Array.prototype.sort()

sort([compareFn])

Returns Array· Updated June 5, 2026· Array Methods

arraysortstable-sort

Array.prototype.sort() is the built-in way to reorder an array’s elements. It mutates the array in place and returns a reference to that same array, not a copy. That second part trips up a lot of people.

The sort is stable as of ES2019, so elements that compare as equal keep their original order. Without a compare function, every element is converted to a string and sorted by UTF-16 code unit values, which is almost never what you want for numbers.

Syntax

arr.sort();
arr.sort(compareFn);

Parameters

compareFn (optional)

A function that defines the sort order. Called as compareFn(a, b) where a and b are two elements from the array. The spec guarantees both arguments are defined - compareFn is never invoked with undefined as either argument.

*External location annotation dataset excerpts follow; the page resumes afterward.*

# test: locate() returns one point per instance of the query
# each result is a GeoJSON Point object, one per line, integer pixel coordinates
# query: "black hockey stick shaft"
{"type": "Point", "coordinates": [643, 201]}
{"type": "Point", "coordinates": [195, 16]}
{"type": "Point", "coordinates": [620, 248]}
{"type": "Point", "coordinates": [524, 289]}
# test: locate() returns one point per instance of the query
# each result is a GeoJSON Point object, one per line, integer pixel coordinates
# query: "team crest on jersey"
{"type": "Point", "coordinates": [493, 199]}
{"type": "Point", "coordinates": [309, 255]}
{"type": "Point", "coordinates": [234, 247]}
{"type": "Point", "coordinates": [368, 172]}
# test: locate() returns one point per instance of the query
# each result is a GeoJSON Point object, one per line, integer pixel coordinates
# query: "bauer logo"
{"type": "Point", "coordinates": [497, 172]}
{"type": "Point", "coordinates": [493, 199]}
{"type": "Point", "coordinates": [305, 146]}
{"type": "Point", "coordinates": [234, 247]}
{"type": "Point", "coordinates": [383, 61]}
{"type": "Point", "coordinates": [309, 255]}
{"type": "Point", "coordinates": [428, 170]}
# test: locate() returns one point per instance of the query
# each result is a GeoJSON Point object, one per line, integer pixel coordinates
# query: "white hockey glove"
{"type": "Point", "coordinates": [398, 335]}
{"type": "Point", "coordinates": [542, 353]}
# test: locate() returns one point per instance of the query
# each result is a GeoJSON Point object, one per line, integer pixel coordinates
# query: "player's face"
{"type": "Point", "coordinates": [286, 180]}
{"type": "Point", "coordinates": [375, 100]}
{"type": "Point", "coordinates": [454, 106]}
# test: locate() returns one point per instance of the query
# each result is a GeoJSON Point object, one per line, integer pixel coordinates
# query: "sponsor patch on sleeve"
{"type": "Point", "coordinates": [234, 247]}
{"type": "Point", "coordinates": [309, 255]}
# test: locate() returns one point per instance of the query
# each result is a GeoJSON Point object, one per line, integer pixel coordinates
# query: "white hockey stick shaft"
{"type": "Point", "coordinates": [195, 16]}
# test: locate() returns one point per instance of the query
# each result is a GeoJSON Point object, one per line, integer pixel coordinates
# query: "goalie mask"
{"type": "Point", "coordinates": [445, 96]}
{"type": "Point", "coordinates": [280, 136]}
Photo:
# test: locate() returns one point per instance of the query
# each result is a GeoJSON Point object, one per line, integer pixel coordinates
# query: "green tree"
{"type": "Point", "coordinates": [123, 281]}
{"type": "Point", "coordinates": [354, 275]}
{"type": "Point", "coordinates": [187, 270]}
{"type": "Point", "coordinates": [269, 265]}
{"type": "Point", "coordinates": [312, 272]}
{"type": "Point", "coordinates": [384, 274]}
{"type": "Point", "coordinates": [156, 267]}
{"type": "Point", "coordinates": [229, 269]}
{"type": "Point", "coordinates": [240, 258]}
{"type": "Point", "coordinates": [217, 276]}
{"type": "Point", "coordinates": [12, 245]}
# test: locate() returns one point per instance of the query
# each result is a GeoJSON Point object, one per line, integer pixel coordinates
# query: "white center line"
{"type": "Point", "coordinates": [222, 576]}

The return value controls the ordering:

Return value	Meaning
Negative	`a` should come before `b`
Positive	`a` should come after `b`
`0` or `NaN`	`a` and `b` are equal (relative order preserved by stability)

For numbers, (a, b) => a - b sorts ascending. It is by far the most common comparator you’ll write, and you will write it more often than you’d like.

If you omit compareFn, every element is converted to a string and sorted by UTF-16 code unit. undefined values are pushed to the end of the array, and compareFn is not called at all.

Return value

The same array reference, now sorted. This is the most common bug with sort():

const numbers = [3, 1, 4, 1, 5];
const sorted = numbers.sort((a, b) => a - b);
// numbers and sorted both reference the same array
// both are [1, 1, 3, 4, 5]

sorted[0] = 999;
console.log(numbers[0]);
// 999

If you need a sorted copy, clone first. All three options below produce identical results for the same comparator, so the choice is mostly about your target environment. Three common options, oldest to newest:

const numbers = [3, 1, 4, 1, 5];

// 1. spread into a new array
const a = [...numbers].sort((a, b) => a - b);

// 2. Array.from
const b = Array.from(numbers).sort((a, b) => a - b);

// 3. Array.prototype.toSorted() (ES2023, Node 20+, modern browsers)
const c = numbers.toSorted((a, b) => a - b);

toSorted() is the cleanest of the three. It does exactly what sort() does but returns a new array, so the original stays untouched.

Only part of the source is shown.